3D-modeling and BIM enhancement

The enhanced model extraction is deployed in V4Design as a separate, optional pipeline for further processing of 3D assets. It specifically targets assets containing building elements. This process can be subdivided into two major tasks. First, the input meshes are segmented into workable parts. Secondly, these subcomponents are labelled with a certain class label from a set of predefined classes. Segmentation is performed with the use of an octree-based region growing algorithm. This method is proven to be capable of processing a wide range of 3D models, including models generated from photogrammetry. Experiments run on 3D assets generated in V4Design show that region growing gives a proper segmentation of the scenes. Currently the enhanced 3D model extraction pipeline runs only for specific models requested by the user.

V4Design authoring tools:

During the project, the innovative aspect of the Architecture Authoring tool was evaluated and strengthened by design and implementation, notably during the second phase of the project, and based on interactions with the user groups and early adopters. Therefore, and considering the results of the market analysis conducted for architecture-related applications for the V4Design technologies, the innovation aspect of the Architecture Authoring tool and how it is understood, illustrated, and encapsulated has notably evolved. By itself, the main innovation aspect of the Architecture Authoring tool (consisting of the V4D4Rhino plugin and the Compute server) rests on its ability to integrate innovative services from other partners to add more value to the Rhino users, services such as 3D reconstruction and BIM extraction, among others. This accelerates notably the market penetration for these services as modular components of a more complete software suite for architecture, which includes Rhino, Grasshopper, and more than 900 plugins. The Virtual Reality Authoring tool consisted of two separate tools, the Unity 3D plugin and a VR App.

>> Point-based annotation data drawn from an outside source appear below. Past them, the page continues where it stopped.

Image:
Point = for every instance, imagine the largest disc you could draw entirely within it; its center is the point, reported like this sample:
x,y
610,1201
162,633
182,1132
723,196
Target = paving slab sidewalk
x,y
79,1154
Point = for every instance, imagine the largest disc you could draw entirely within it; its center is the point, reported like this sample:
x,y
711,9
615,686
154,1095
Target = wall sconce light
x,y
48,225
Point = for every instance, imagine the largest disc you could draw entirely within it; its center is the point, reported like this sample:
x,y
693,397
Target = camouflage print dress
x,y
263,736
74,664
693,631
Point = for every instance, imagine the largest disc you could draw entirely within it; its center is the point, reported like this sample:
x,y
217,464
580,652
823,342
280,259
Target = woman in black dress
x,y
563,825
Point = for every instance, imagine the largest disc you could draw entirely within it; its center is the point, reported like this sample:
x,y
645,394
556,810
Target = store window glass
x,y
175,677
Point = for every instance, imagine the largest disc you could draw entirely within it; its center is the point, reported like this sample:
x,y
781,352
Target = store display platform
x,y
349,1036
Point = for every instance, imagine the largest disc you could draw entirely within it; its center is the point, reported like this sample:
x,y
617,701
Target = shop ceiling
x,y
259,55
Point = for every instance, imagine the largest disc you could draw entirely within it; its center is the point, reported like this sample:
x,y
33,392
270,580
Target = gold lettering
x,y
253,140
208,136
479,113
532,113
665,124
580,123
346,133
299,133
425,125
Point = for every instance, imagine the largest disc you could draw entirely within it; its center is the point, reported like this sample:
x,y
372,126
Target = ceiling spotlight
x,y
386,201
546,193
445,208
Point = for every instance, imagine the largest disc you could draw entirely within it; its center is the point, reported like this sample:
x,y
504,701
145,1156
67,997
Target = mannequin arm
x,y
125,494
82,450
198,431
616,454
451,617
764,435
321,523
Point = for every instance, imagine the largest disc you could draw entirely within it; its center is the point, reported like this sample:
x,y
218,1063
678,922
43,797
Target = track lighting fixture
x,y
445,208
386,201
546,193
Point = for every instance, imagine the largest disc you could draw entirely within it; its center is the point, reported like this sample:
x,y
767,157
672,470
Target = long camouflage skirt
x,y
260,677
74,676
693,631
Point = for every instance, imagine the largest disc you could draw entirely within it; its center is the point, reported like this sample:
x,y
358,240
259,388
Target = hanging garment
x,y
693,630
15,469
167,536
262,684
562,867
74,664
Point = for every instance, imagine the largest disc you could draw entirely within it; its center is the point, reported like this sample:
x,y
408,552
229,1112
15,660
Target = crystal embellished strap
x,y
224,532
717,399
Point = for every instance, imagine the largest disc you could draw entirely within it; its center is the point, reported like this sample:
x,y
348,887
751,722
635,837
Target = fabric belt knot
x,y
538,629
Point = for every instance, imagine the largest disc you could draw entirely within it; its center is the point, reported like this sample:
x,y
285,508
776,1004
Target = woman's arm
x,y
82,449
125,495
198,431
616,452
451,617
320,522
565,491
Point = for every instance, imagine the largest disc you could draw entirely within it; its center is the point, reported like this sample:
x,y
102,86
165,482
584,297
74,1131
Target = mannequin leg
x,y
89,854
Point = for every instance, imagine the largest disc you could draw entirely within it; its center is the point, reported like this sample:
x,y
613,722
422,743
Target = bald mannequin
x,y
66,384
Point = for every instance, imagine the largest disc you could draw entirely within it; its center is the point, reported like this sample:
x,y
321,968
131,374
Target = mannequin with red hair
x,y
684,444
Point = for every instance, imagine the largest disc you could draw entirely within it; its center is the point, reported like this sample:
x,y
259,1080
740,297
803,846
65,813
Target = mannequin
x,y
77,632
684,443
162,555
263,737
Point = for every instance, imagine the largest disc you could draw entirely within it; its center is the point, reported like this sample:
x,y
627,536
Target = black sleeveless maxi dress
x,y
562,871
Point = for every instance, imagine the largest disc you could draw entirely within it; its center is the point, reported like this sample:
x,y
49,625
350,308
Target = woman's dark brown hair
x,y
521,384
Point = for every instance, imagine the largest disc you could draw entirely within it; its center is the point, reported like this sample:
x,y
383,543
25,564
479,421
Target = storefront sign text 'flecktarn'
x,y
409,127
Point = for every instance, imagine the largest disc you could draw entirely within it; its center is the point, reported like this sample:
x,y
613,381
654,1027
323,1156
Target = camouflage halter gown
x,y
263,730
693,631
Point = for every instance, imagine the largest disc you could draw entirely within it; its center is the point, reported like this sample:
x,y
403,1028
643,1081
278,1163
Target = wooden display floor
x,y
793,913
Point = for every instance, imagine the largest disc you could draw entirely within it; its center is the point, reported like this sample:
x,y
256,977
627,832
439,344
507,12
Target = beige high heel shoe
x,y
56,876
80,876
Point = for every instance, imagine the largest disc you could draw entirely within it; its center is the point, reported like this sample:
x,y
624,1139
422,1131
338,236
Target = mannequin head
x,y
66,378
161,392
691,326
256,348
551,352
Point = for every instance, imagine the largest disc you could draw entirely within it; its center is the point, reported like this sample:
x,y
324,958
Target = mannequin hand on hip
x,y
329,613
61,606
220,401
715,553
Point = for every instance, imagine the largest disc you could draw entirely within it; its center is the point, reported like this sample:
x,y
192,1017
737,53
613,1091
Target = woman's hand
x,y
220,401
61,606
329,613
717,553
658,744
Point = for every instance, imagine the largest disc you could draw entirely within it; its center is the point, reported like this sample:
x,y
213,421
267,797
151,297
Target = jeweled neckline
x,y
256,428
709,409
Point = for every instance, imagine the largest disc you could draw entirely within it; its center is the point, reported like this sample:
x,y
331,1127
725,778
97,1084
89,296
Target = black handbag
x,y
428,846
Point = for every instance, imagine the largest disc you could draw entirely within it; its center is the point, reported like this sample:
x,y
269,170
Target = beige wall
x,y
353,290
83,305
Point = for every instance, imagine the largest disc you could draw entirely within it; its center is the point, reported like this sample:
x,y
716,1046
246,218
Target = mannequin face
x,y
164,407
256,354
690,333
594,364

The Unity plug in was supported to allow game developers create games by importing V4Design assets into their Unity 3D projects (as well as reconstruct new assets by uploading videos) and use the triggers developed as game mechanics for the game development process. The VR App was created to help the same developers or any developer of VR application to easily be inside VR to import and place 3D models and recreate the environment on-the-go to enhance the final experience for the user.